Éducation européenne (octobre-novembre 1954)s

Rien n’est perdu, tout reste à faire

Deux événements politiques ont absorbé l’attention des Européens et des militants de l’Europe unie depuis l’été dernier : l’abandon du projet de CED et les accords de Londres.

Londres a réalisé dans l’euphorie ce que la CED était accusée à tort de préparer ; ce qu’elle avait pour objet principal de prévenir ; ce qui enfin devenait fatal dès l’instant qu’on la rejetait, sous prétexte de rejeter ce qu’elle seule pouvait empêcher.

Le moyen de décrire plus simplement ce vertige de contradictions ? Il y faudrait une parabole. En voici une.
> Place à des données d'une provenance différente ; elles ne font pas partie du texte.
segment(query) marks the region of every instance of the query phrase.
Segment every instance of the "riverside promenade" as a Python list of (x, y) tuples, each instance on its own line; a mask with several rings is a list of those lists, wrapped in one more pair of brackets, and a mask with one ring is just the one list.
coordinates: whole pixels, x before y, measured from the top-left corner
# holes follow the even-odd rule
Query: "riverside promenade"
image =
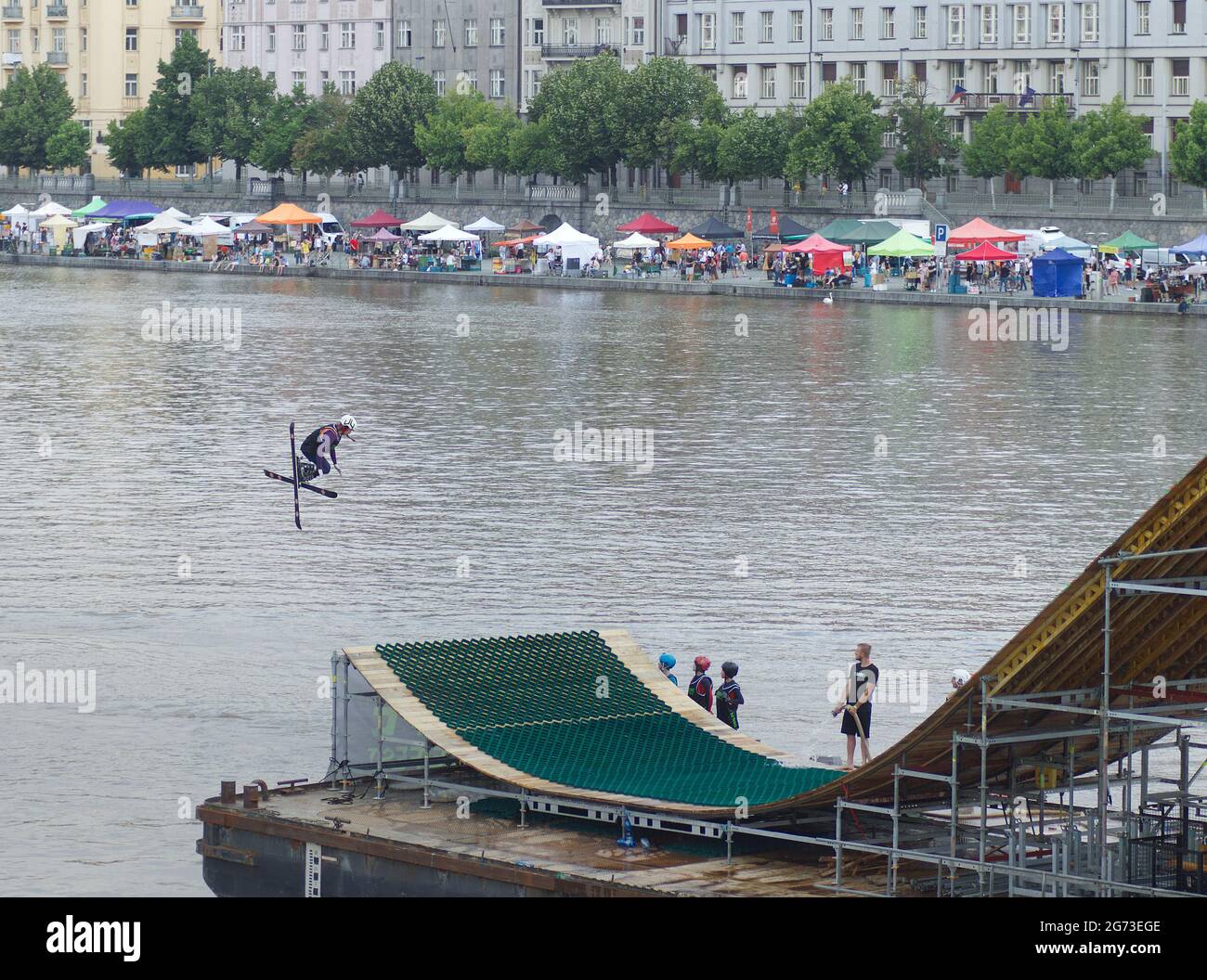
[[(661, 276), (648, 279), (620, 278), (582, 278), (561, 275), (496, 275), (490, 272), (396, 272), (384, 269), (352, 269), (333, 267), (287, 266), (280, 270), (269, 270), (261, 266), (235, 266), (217, 270), (209, 262), (157, 262), (138, 258), (92, 258), (82, 256), (47, 256), (0, 252), (0, 266), (62, 268), (86, 273), (94, 269), (144, 273), (147, 275), (212, 275), (212, 276), (257, 276), (261, 279), (332, 279), (355, 280), (362, 282), (407, 282), (438, 286), (485, 286), (519, 287), (546, 290), (628, 290), (631, 292), (651, 292), (665, 294), (690, 296), (737, 296), (751, 299), (771, 299), (780, 302), (822, 302), (833, 298), (835, 304), (881, 303), (904, 307), (964, 307), (982, 309), (990, 303), (1002, 307), (1068, 309), (1071, 313), (1110, 313), (1110, 314), (1154, 314), (1159, 316), (1178, 316), (1176, 303), (1139, 303), (1130, 302), (1139, 296), (1135, 288), (1120, 287), (1120, 293), (1103, 299), (1075, 299), (1068, 297), (1038, 297), (1030, 292), (914, 292), (906, 291), (900, 278), (890, 278), (885, 291), (870, 290), (859, 285), (841, 290), (824, 288), (788, 288), (775, 286), (766, 280), (762, 270), (747, 270), (736, 276), (725, 276), (716, 282), (687, 282), (676, 272), (666, 272)], [(1191, 304), (1184, 316), (1201, 317), (1207, 314), (1207, 303)]]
Il y avait une fois des députés. Ils étaient très effrayés par une maladie dont ils craignaient la contagion, et qu’ils nommaient réarmement allemand. On leur proposa un vaccin. Ayant remarqué que le nom de ce vaccin évoquait le nom de la maladie, comme il arrive en général, ils votèrent contre le remède. Aussitôt le mal se déclara. Mais pour quelque raison mystérieuse, ils en parurent soulagés.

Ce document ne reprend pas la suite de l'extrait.